Auf der Suche nach dem ersten "Homo"

Wer Friedemann Schrenk besuchen will, kann ihn im Senckenberg-Museum in Frankfurt am Main treffen. Dort an der Kasse holt Schrenk den Besucher ab. Sein Gesicht ist zwar hinter einer Coronamaske verborgen und seine Kleidung unauffällig – schwarze Jeans, schwarzes T-Shirt –, doch die hohe Stirn und das weiße, etwas verwuschelte Haar sind unverkennbar: Der Paläobiologe hat es zu einer gewissen Berühmtheit gebracht, seit er 1991 im südostafrikanischen Malawi ein Fossil der wohl ältesten Menschenart fand, den 2,5 Millionen Jahre alten Unterkiefer des Homo rudolfensis.

Schrenk führt den Besucher durch Grüppchen von Museumsbesuchern hindurch an riesigen Skeletten und Tier-Dioramen vorbei bis durch eine unscheinbare Tür in den Forschungs- und Verwaltungstrakt des Museums. Hier erstirbt das Stimmengewirr, die Farben- und Formenpracht der Museumsexponate weicht nüchterner Bürosachlichkeit. In einer kleinen Bibliothek mit Blechregalen unter Neonleuchten stößt noch Schrenks Kollege Ottmar Kullmer hinzu, auch er hat bei der Entdeckung des Unterkiefers eine entscheidende Rolle gespielt. 1992 war das, ein Jahr nach dem spektakulären Fund Schrenks.

KNM-ER-470
Abguss des am 1972 am Turkanasee entdeckten Schädels KNM-ER-1470 aus dem Naturkundemuseum Göteborg. © Gunnar Creutz/ CC-by-sa 4.0

Rätselhafter Fund am Turkana-See

Die Entdeckungsgeschichte des Homo rudolfensis geht zurück auf die 1970er Jahre. Damals führte Richard Leakey, Sohn des Homo habilis-Entdeckers Louis Leakey, Ausgrabungen in Koobi Fora am Turkana-See in Kenia durch. Tatsächlich fand Leakey dort mehrere Fossilien der Vormenschen Australopithecus und Paranthropus boisei. Doch ein als KNM-ER 1470 katalogisierter Schädel passte nicht dazu. Er hatte ein größeres Hirnvolumen und ein flacheres Gesicht als die Vormenschen, unterschied sich aber auch vom Homo habilis.
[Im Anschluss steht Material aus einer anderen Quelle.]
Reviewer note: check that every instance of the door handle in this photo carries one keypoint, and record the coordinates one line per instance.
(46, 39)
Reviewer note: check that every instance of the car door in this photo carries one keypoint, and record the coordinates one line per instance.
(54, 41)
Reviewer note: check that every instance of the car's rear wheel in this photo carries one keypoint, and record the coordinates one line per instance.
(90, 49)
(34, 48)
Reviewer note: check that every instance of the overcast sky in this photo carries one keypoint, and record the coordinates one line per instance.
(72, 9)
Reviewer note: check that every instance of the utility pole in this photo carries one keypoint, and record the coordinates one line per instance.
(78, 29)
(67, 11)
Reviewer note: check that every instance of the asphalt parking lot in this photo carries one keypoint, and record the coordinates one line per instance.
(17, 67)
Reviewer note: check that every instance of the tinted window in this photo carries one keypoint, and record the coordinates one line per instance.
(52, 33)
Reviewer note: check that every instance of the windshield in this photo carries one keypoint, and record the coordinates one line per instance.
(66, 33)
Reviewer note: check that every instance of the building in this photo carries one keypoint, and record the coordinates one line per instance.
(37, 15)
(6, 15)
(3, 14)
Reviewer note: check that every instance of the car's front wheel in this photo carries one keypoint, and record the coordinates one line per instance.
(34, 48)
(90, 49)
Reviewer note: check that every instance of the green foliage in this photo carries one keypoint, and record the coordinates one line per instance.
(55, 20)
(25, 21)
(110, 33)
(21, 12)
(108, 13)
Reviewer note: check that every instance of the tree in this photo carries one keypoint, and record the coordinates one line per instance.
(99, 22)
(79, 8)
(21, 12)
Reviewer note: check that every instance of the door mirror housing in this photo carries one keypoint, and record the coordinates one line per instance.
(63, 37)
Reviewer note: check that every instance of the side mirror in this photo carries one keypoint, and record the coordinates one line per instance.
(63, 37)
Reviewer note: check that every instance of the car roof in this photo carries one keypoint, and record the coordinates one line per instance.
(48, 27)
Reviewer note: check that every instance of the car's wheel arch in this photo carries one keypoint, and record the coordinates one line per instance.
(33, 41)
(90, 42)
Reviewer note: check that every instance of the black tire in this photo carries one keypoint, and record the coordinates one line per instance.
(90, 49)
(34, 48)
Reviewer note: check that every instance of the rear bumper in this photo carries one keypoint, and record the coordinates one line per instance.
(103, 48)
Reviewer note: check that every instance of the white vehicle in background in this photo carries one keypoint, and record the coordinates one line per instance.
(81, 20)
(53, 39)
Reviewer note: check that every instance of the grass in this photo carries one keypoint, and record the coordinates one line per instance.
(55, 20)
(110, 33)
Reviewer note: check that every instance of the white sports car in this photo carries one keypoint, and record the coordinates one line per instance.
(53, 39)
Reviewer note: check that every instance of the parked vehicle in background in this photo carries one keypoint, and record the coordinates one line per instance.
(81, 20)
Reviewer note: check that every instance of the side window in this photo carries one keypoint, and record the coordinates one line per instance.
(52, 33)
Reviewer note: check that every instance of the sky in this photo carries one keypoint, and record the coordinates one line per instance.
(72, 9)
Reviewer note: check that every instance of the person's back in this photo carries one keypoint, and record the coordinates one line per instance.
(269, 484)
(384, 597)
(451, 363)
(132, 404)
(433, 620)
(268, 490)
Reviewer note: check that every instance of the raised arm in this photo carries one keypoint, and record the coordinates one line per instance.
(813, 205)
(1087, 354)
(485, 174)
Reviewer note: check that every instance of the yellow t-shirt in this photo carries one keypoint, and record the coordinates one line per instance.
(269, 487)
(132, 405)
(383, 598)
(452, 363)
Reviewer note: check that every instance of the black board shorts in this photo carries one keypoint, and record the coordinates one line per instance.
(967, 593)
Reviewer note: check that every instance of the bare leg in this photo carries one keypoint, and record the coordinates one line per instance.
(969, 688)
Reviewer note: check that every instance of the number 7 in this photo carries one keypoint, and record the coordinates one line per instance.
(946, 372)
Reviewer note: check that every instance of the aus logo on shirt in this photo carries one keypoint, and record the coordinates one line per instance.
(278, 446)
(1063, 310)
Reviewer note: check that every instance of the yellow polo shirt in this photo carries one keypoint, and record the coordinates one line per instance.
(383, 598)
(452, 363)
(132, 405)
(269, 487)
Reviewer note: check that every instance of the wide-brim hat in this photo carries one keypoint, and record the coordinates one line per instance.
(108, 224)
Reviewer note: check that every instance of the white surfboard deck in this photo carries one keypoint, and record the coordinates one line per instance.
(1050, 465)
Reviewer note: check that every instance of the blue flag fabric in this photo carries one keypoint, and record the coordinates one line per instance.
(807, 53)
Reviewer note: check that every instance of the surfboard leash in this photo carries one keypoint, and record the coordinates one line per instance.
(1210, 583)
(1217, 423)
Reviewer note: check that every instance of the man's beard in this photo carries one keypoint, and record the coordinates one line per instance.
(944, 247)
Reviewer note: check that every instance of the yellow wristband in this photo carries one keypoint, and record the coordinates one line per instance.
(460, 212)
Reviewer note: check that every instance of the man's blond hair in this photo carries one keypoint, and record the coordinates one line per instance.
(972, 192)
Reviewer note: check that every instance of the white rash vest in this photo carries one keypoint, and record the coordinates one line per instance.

Worum es sich bei diesem 1,9 Millionen Jahre alten Fossil handelte, blieb zunächst unklar. Erst 1986 bekommt der Fund von einem russischen Paläoanthropologen eine vorläufige Zuordnung und einen Namen: Homo rudolfensis – nach dem alten kolonialen Namen des Turkana-Sees. Doch Einordnung und Stammbaum-Position des Fossils bleiben zunächst umstritten, denn der Schädel ist stark erodiert und der Unterkiefer fehlt.

Von Deutschland über Südafrika nach Malawi

An diesem Punkt – Anfang der 1980er Jahre – setzt die Geschichte von Schrenks und Kullmers Entdeckung an. Friedemann Schrenk hat sich noch während seines Geologiestudiums ein Stipendium besorgt, um in Südafrika Fossilien untersuchen zu können. Dort lernt er seinen US-amerikanischen Kollegen Timothy Bromage kennen und startet mit ihm zusammen das Hominiden-Korridor-Projekt im südostafrikanischen Malawi.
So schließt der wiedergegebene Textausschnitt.